Note: The version is visible when running AzCopy without any argument

10.17.0

Which platform are you using? (ex: Windows, Mac, Linux)

Linux/CentOS 7

What command did you run?

Note: Please remove the SAS to avoid exposing your credentials. If you cannot remember the exact command, please retrieve it from the beginning of the log file.

azcopy copy 'https://s3.amazonaws.com/hosting-linde-prod/' 'https://chcloudlindeprod.blob.core.windows.net/dambucket/ --recursive'

What problem was encountered?

Some blobs in S3 have invalid blob names and are not transfered. In the result summarization, there are however not skipped or failed copys, which leads to believe everything was fine.

Log Sample

2023/04/25 15:17:32 AzcopyVersion  10.17.0
2023/04/25 15:17:32 OS-Environment  linux
2023/04/25 15:17:32 OS-Architecture  amd64
2023/04/25 15:17:32 Log times are in UTC. Local time is 25 Apr 2023 17:17:32
2023/04/25 15:35:14 Skipping S3 object s_1/0/0/110/28264/QG4WKVFPB8J5EMN3SDQO_Business Card Chinese with Project Address_R2., as it is not a valid Blob name. Rename the object and retry the transfer
2023/04/25 15:35:14 Skipping S3 object s_1/0/0/110/28315/NYKI335VR2G11U0AK8RE_HPO Campaign Challenge_R3., as it is not a valid Blob name. Rename the object and retry the transfer
2023/04/25 15:35:14 Skipping S3 object s_1/0/0/118/30418/XEG9J6UQRGJA0BRGE4O3_Nametags_R2., as it is not a valid Blob name. Rename the object and retry the transfer
2023/04/25 15:35:26 Skipping S3 object s_1/0/0/173/44346/BPS10XXV26DD87IHYAKK_A4 Envelope_R2., as it is not a valid Blob name. Rename the object and retry the transfer
2023/04/25 15:35:26 Skipping S3 object s_1/0/0/173/44346/XWUT0ZIRPGV6WQUCUFZ4_A4 Envelope_R1., as it is not a valid Blob name. Rename the object and retry the transfer
2023/04/25 15:35:27 Skipping S3 object s_1/0/0/175/45035/UMDNTYO7JZZGNS2S8OB1_Data sheet Oxygen Enrichment for Claus_R2., as it is not a valid Blob name. Rename the object and retry the transfer

Summary Sample

[2023/04/25 17:23:40] Transfer summary:
-----------------
Total files transferred: 389531
Transfer successfully:   389531
Transfer skipped:        0
Transfer failed:         0
Elapsed time:            00.02:06:32

How can we reproduce the problem in the simplest way?

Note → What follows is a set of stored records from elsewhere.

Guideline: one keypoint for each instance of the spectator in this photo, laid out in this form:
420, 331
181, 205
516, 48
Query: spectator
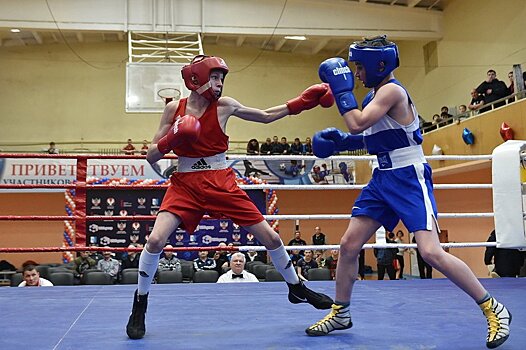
275, 146
252, 255
318, 238
221, 258
511, 87
237, 271
492, 89
295, 256
444, 115
477, 101
251, 170
169, 262
294, 169
144, 148
423, 124
203, 262
436, 121
32, 278
297, 239
307, 147
305, 264
82, 263
129, 148
332, 261
52, 148
385, 258
109, 265
503, 262
253, 147
296, 147
320, 176
131, 260
6, 266
319, 258
462, 112
266, 148
285, 147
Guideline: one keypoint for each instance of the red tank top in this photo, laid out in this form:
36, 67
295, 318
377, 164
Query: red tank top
212, 139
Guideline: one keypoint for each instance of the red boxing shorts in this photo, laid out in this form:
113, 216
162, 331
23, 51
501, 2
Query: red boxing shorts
214, 192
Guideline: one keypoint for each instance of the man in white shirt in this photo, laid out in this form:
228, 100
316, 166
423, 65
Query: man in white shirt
32, 278
237, 272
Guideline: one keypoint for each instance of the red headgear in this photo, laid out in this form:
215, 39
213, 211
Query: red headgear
196, 75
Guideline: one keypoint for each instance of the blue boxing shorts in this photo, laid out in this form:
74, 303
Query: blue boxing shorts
404, 193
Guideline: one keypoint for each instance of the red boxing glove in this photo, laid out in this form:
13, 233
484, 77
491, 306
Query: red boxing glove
319, 94
186, 129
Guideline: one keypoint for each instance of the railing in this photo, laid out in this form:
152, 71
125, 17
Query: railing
468, 114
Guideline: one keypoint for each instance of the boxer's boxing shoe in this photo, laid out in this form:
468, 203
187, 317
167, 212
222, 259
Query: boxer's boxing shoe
499, 319
339, 318
136, 326
299, 293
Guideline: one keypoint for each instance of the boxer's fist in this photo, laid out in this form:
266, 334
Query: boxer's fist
322, 147
319, 94
326, 142
186, 129
339, 76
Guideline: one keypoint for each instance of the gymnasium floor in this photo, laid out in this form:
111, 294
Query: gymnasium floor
410, 314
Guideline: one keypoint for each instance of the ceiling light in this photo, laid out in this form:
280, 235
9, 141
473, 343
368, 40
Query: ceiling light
296, 37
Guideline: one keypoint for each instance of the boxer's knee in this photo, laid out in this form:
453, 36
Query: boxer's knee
155, 243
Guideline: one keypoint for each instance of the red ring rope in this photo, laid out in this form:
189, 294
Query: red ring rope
112, 249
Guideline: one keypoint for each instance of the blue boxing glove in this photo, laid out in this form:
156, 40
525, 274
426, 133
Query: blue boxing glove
337, 73
326, 142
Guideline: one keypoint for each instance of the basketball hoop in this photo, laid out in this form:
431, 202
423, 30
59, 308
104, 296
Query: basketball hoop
169, 94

  1. Create a S3 Bucket with a blob with a dot (.) in the name in AWS S3.
  2. Create an Azure Blob Container
  3. Try to copy the blob with azcopy

Have you found a mitigation/solution?

Not yet. Possible solution would be to use Azure Datafactory instead.

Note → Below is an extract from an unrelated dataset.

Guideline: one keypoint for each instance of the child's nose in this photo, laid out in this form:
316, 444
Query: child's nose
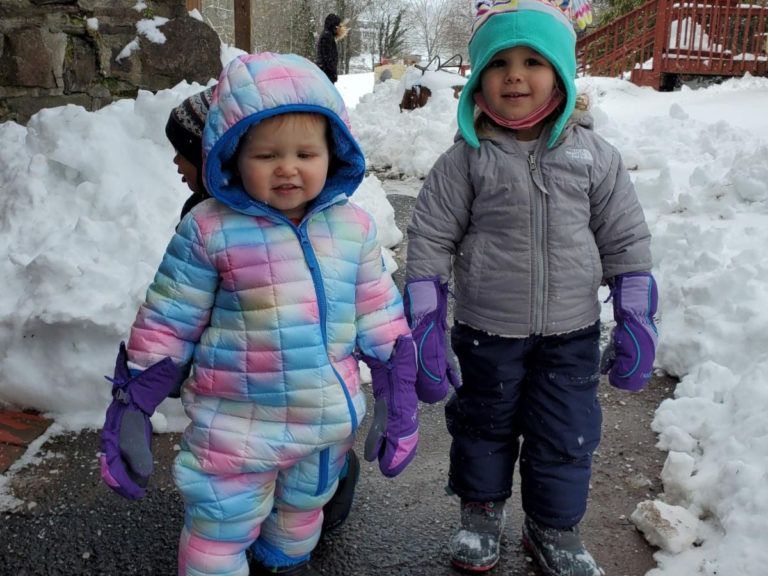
286, 168
513, 74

siminsavani-msft commented 1 year ago

Hi @oliverwolfat ! I was able to repro this and I see the issue here. I will report this as a bug for now and will relay to the team.

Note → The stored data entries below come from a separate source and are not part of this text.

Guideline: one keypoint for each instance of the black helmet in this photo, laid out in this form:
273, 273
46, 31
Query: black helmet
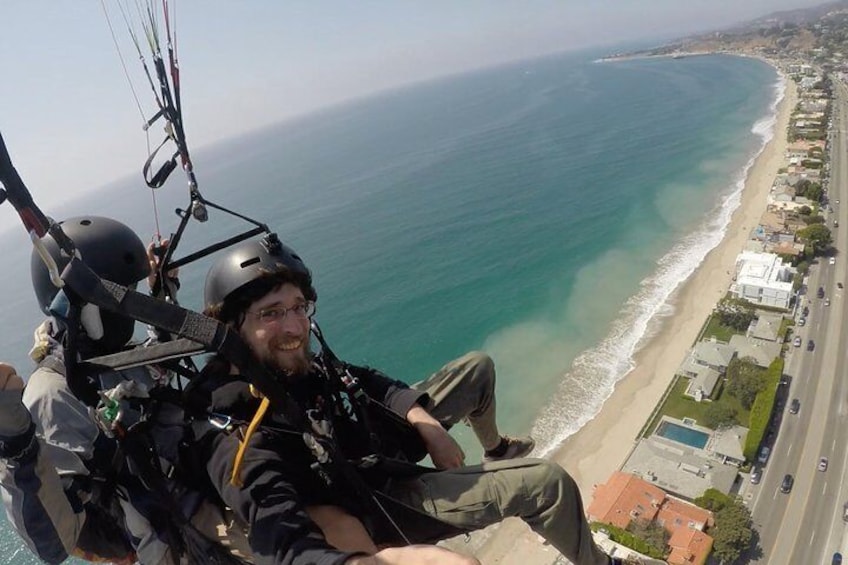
253, 261
110, 249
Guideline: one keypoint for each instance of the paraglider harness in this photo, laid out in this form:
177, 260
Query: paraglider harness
197, 334
187, 333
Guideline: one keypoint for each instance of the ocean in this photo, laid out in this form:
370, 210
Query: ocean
542, 211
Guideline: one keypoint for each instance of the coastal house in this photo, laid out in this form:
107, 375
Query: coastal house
783, 248
763, 279
683, 470
625, 497
761, 351
728, 445
712, 353
702, 379
765, 326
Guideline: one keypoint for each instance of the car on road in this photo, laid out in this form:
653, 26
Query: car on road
787, 483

Just FYI, the files listed as invalid name is due to the '.' at the end of the object name and these files are skipped. This is an invalid blob name as seen in the note in this documentation: https://learn.microsoft.com/en-us/rest/api/storageservices/naming-and-referencing-containers--blobs--and-metadata#blob-names.

gapra-msft commented 10 months ago

@siminsavani-msft this also might be a good one to pick up!